Tribunal Administratif de Lyon — Décision N° TA69-2407674

mardi 6 janvier 2026

JuridictionTribunal Administratif de Lyon
SectionTribunal Administratif de Lyon
N° DossierTA69-2407674
TypeDécision
RecoursExcès de pouvoir
PublicationD
FormationJU 7ème chambre

Résumé IA

Le Tribunal Administratif de Lyon a annulé le compte-rendu d’entretien professionnel de M. A..., gardien de la paix, pour l’année 2023. La juridiction a retenu que la préfète du Rhône n’avait pas contesté le défaut de convocation de l’agent au moins huit jours avant l’entretien, en méconnaissance de l’article 2 du décret n° 2010-888 du 28 juillet 2010. Cette irrégularité a privé M. A... d’une garantie essentielle, justifiant l’annulation sans qu’il soit besoin d’examiner les autres moyens.

Texte intégral

Vu la procédure suivante :

Par une requête enregistrée le 31 juillet 2024, M. B... A... demande au tribunal :

1°) d’annuler son compte-rendu d’entretien professionnel établi au titre de l’année 2023, signé le 6 juin 2024 ;

2°) d’enjoindre à la préfète du Rhône de tirer les conséquences du jugement ;

3°) de mettre à la charge de l’Etat une somme de 2 000 euros à lui verser en application des dispositions de l’article L. 761-1 du code de justice administrative.

Il soutient que :
- le compte-rendu d’entretien professionnel n’a pas signé par son supérieur hiérarchique direct, ce qui l’a privé d’une garantie essentielle ;
- il n’a pas été prévenu au moins huit jours à l’avance de la date de l’entretien professionnel et celui-ci n’a pas été mené par sa supérieure hiérarchique directe ;
- le compte-rendu d’entretien professionnel contesté est entaché d’erreur manifeste d’appréciation concernant ses aptitudes personnelles et de ses aptitudes professionnelles et techniques ; en outre aucun objectif ne lui a été imparti pour l’année à venir ; il y a une discordance ente la note et les appréciations générales ; enfin, la baisse de sa note prise dans sa globalité s’explique uniquement au regard des difficultés relationnelles qu’il a rencontrées avec sa supérieure hiérarchique directe ;
- le compte-rendu d’entretien professionnel contesté est entaché d’une erreur de fait dès lors que la baisse de sa note se fonde exclusivement sur les difficultés relationnelles avec sa cheffe de groupe.

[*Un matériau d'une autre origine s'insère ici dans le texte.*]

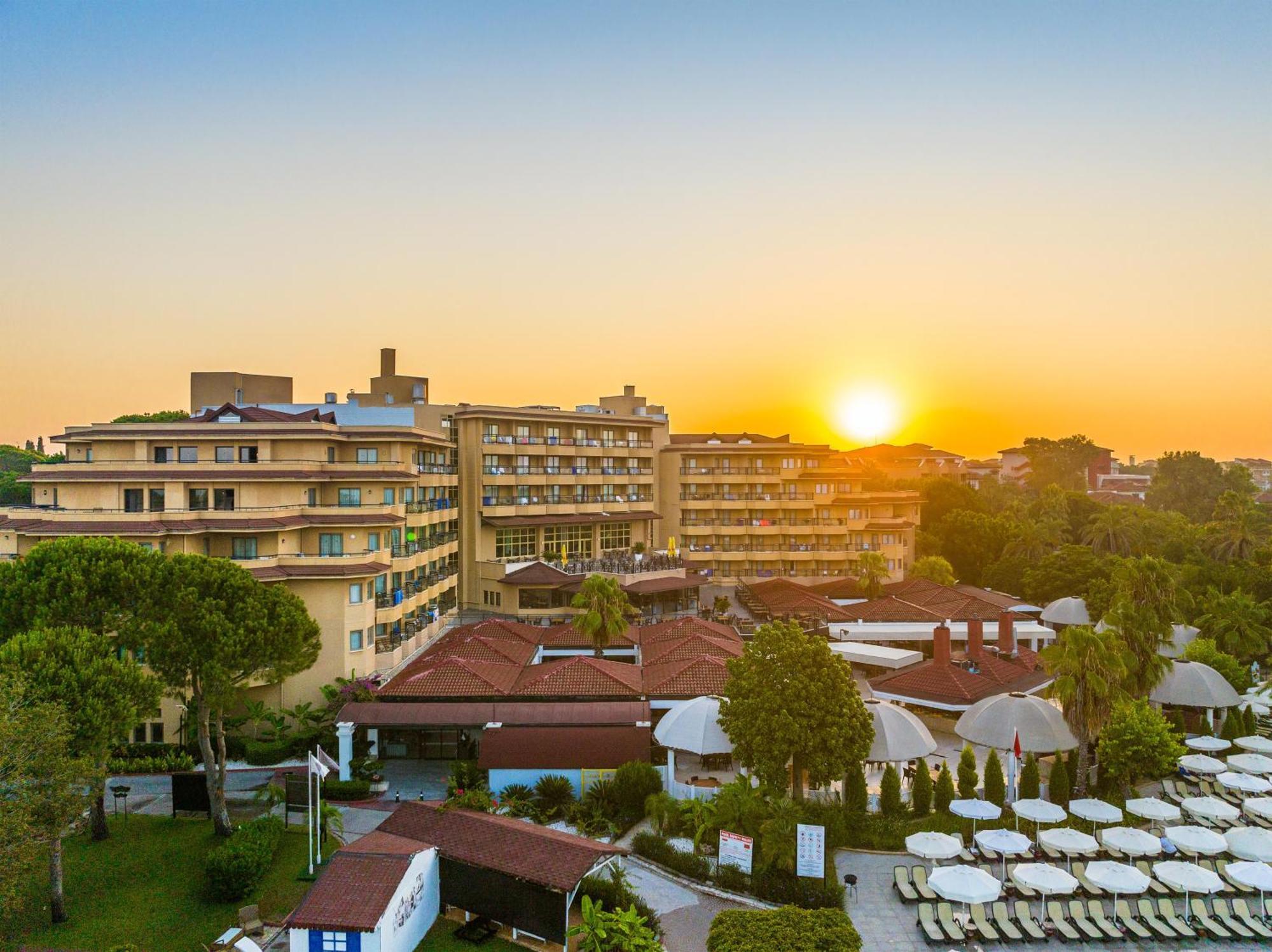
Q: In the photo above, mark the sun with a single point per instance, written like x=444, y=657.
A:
x=868, y=415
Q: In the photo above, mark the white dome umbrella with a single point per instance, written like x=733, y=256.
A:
x=1210, y=808
x=1205, y=742
x=1069, y=841
x=1046, y=880
x=1246, y=783
x=1187, y=877
x=899, y=735
x=976, y=810
x=995, y=722
x=1130, y=840
x=1009, y=843
x=1196, y=839
x=1252, y=843
x=1251, y=762
x=1117, y=878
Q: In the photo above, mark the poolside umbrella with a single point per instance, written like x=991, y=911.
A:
x=1068, y=841
x=1203, y=742
x=1044, y=878
x=1187, y=877
x=1257, y=876
x=1196, y=839
x=1117, y=878
x=1246, y=783
x=1210, y=808
x=1201, y=764
x=1252, y=843
x=1131, y=841
x=1251, y=762
x=1006, y=841
x=976, y=810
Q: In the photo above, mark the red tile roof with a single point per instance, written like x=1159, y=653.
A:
x=523, y=850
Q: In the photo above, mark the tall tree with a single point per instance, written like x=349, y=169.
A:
x=222, y=629
x=791, y=703
x=1089, y=670
x=605, y=610
x=105, y=695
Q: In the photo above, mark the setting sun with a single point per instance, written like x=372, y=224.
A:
x=868, y=415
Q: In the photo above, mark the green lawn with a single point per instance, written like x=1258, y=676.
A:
x=146, y=885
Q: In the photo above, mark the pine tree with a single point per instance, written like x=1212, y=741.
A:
x=1059, y=785
x=967, y=775
x=1030, y=779
x=944, y=794
x=995, y=787
x=922, y=790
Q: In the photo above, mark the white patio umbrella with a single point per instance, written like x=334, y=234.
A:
x=1117, y=878
x=1046, y=880
x=975, y=811
x=1068, y=841
x=1251, y=762
x=1187, y=877
x=1131, y=841
x=1252, y=843
x=1196, y=839
x=1210, y=808
x=1201, y=764
x=1247, y=783
x=1009, y=843
x=1204, y=742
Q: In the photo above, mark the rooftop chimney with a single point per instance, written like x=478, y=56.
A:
x=975, y=638
x=942, y=644
x=1007, y=634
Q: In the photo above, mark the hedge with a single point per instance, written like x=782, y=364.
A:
x=235, y=868
x=788, y=928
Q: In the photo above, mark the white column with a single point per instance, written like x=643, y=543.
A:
x=345, y=735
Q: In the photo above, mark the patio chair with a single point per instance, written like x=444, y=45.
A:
x=1212, y=927
x=1242, y=910
x=1232, y=923
x=1171, y=918
x=1031, y=927
x=981, y=923
x=1128, y=918
x=1007, y=928
x=1158, y=927
x=1064, y=928
x=902, y=885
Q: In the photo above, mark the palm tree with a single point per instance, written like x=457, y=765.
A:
x=1114, y=530
x=872, y=574
x=1089, y=668
x=605, y=611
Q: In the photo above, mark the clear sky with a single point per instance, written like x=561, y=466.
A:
x=1013, y=219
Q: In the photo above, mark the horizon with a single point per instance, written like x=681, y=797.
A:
x=1021, y=222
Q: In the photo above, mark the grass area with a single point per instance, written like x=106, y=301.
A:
x=146, y=885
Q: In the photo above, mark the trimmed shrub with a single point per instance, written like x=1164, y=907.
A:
x=788, y=929
x=236, y=867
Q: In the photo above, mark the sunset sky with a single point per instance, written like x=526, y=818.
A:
x=1009, y=219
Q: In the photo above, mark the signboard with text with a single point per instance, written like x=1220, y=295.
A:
x=811, y=850
x=736, y=850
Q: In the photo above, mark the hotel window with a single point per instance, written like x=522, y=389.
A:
x=516, y=544
x=616, y=535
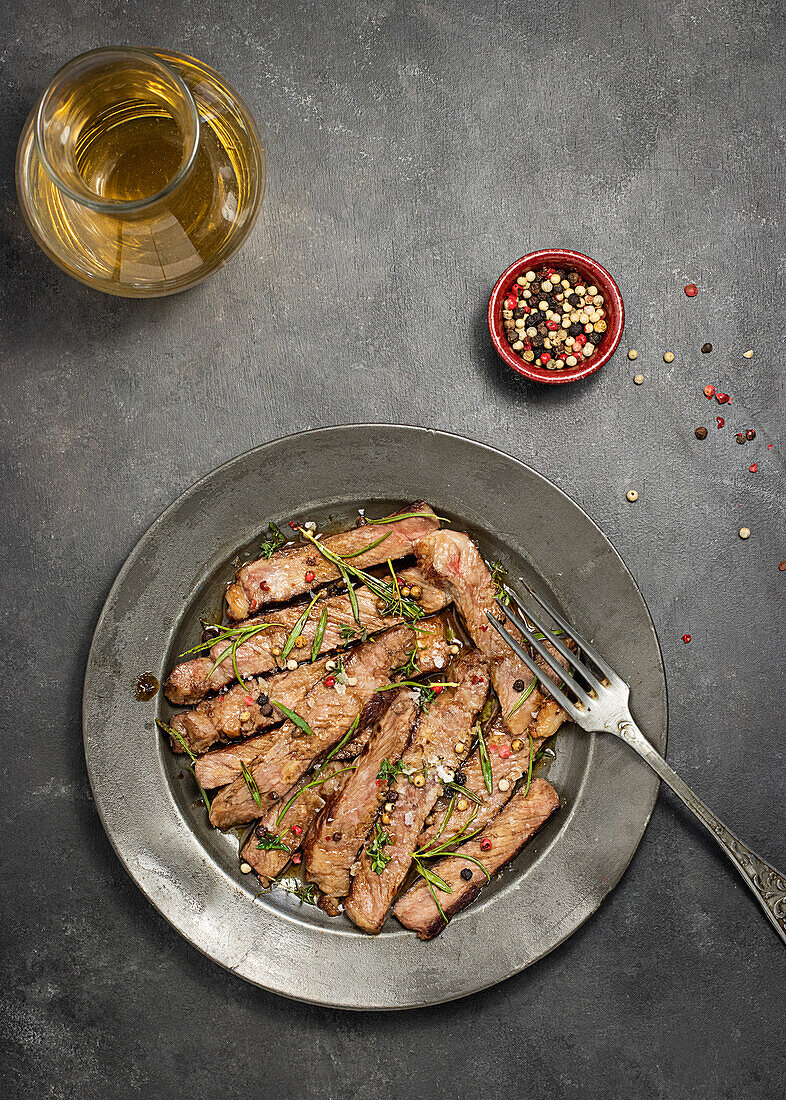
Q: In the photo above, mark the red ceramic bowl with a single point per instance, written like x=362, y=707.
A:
x=595, y=275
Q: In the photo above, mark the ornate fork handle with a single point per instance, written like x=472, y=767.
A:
x=767, y=884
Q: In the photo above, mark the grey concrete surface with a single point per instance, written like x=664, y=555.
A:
x=414, y=150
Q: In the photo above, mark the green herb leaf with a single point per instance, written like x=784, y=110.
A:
x=297, y=629
x=375, y=849
x=307, y=787
x=274, y=541
x=300, y=723
x=522, y=699
x=485, y=761
x=273, y=843
x=251, y=783
x=174, y=733
x=356, y=553
x=319, y=634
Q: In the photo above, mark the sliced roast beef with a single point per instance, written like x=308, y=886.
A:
x=508, y=766
x=290, y=572
x=329, y=710
x=245, y=710
x=494, y=847
x=452, y=560
x=344, y=823
x=190, y=681
x=440, y=744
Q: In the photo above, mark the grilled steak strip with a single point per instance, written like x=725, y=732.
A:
x=283, y=575
x=330, y=713
x=504, y=767
x=231, y=716
x=188, y=682
x=269, y=864
x=452, y=560
x=344, y=823
x=447, y=723
x=508, y=833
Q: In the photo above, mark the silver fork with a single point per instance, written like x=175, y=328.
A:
x=604, y=706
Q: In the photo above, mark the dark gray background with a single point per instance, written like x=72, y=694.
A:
x=416, y=150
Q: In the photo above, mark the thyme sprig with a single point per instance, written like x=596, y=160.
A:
x=319, y=634
x=294, y=717
x=272, y=842
x=251, y=783
x=298, y=629
x=485, y=760
x=274, y=541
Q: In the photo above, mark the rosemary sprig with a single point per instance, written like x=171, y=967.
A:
x=174, y=733
x=406, y=607
x=407, y=515
x=356, y=553
x=307, y=787
x=375, y=849
x=251, y=783
x=485, y=761
x=522, y=699
x=297, y=629
x=319, y=635
x=273, y=843
x=389, y=771
x=274, y=541
x=295, y=718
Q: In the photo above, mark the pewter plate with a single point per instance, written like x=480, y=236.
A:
x=150, y=805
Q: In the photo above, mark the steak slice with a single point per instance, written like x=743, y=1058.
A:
x=190, y=681
x=452, y=560
x=508, y=833
x=330, y=713
x=508, y=767
x=283, y=575
x=231, y=716
x=447, y=723
x=268, y=864
x=345, y=822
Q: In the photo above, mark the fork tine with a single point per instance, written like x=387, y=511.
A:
x=553, y=640
x=582, y=642
x=540, y=648
x=534, y=668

Par un mémoire en défense, enregistré le 20 août 2025, la préfète du Rhône conclut au rejet de la requête.

Elle soutient que les moyens de la requête ne sont pas fondés.


Vu les autres pièces du dossier.

Vu :
- le code général de la fonction publique ;
- le décret n° 2010-888 du 28 juillet 2010 ;
- le décret n° 95-654 du 9 mai 1995 fixant les dispositions communes applicables aux fonctionnaires actifs des services de la police nationale ;
- le code de justice administrative.


La présidente du tribunal a désigné Mme Vaccaro-Planchet, vice-présidente, pour statuer sur les litiges mentionnés par l’article R. 222-13 du code de justice administrative.

Les parties ont été régulièrement averties du jour de l’audience.

Ont été entendus au cours de l’audience publique :
- le rapport de Mme Vaccaro-Planchet, magistrate désignée,
- les conclusions de Mme Leravat, rapporteure publique.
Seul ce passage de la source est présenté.